Researchers watched people sip soup to monitor how much they ate. (Michael Robinson Chavez )
It may seem a little obvious, but one way to eat less is to take smaller bites.
Researchers from the Netherlands published a study Wednesday in the journal Plos One that looked at what happened when 53 people ate soup, taking various size sips – when they were focused and when they were distracted.
People who took small sips consumed about 30% less than those who took big sips and those who decided the size of their sips. And, those who took larger sips underestimated how much they ate.

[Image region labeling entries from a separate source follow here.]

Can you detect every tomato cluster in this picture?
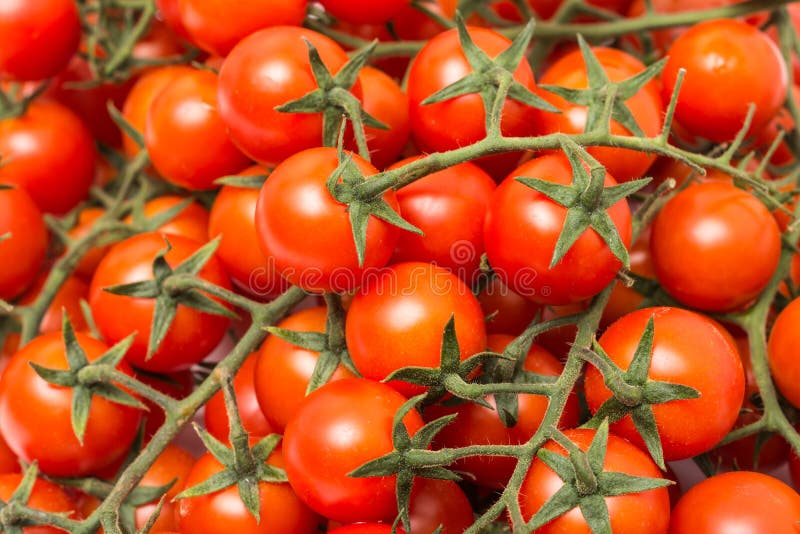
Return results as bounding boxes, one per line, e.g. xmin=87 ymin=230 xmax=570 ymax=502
xmin=0 ymin=0 xmax=800 ymax=534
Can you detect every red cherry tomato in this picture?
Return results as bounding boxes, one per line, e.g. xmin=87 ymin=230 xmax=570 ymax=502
xmin=283 ymin=378 xmax=422 ymax=523
xmin=0 ymin=332 xmax=142 ymax=477
xmin=345 ymin=262 xmax=486 ymax=397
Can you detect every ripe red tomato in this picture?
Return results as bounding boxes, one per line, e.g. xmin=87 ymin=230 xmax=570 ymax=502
xmin=0 ymin=188 xmax=48 ymax=306
xmin=178 ymin=0 xmax=307 ymax=57
xmin=122 ymin=65 xmax=194 ymax=158
xmin=584 ymin=307 xmax=744 ymax=461
xmin=390 ymin=156 xmax=496 ymax=286
xmin=0 ymin=0 xmax=81 ymax=80
xmin=204 ymin=352 xmax=273 ymax=443
xmin=345 ymin=262 xmax=486 ymax=397
xmin=519 ymin=430 xmax=669 ymax=534
xmin=669 ymin=471 xmax=800 ymax=534
xmin=407 ymin=27 xmax=542 ymax=176
xmin=0 ymin=332 xmax=142 ymax=477
xmin=283 ymin=378 xmax=422 ymax=523
xmin=661 ymin=19 xmax=788 ymax=142
xmin=208 ymin=166 xmax=289 ymax=300
xmin=144 ymin=70 xmax=249 ymax=190
xmin=89 ymin=232 xmax=230 ymax=372
xmin=768 ymin=298 xmax=800 ymax=406
xmin=254 ymin=306 xmax=353 ymax=431
xmin=178 ymin=449 xmax=320 ymax=534
xmin=650 ymin=182 xmax=781 ymax=312
xmin=320 ymin=0 xmax=411 ymax=24
xmin=425 ymin=334 xmax=579 ymax=490
xmin=0 ymin=473 xmax=80 ymax=534
xmin=345 ymin=66 xmax=411 ymax=169
xmin=218 ymin=26 xmax=354 ymax=164
xmin=483 ymin=153 xmax=631 ymax=304
xmin=0 ymin=100 xmax=95 ymax=215
xmin=539 ymin=47 xmax=664 ymax=182
xmin=256 ymin=148 xmax=400 ymax=293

“Consuming small bites rather than large bites involves more bites for consumption of the same amount of food. Due to a relatively higher number of bites … small bites may lead to lower food intake,” the researchers wrote. It’s also possible, they said, that lower intake results from diners’
beliefs about how much they are eating.
“These findings stress the importance of cognitive factors on satiation,” they said. So if you think you are full, that makes a difference.
But if a diner’s attention is distracted, those factors are also affected, and several studies have shown that people eat more while they are distracted by TV or other things.
The study subjects, ages 18 to 35, ate creamy tomato soup, with the sip sizes determined by a pump. They ate raisin rolls beforehand so they did not begin the study very hungry – a factor that might override other factors affecting their behavior. They could stop eating when they wanted to.
The researchers concluded that the food industry could design products that encourage smaller bites or sips as one way to reduce obesity.
A study published almost a year ago in the same journal showed that pairs of women eating together tended to mimic each other’s eating patterns. Does all of this mean you can design a dinner party that will keep you from eating too much? Perhaps.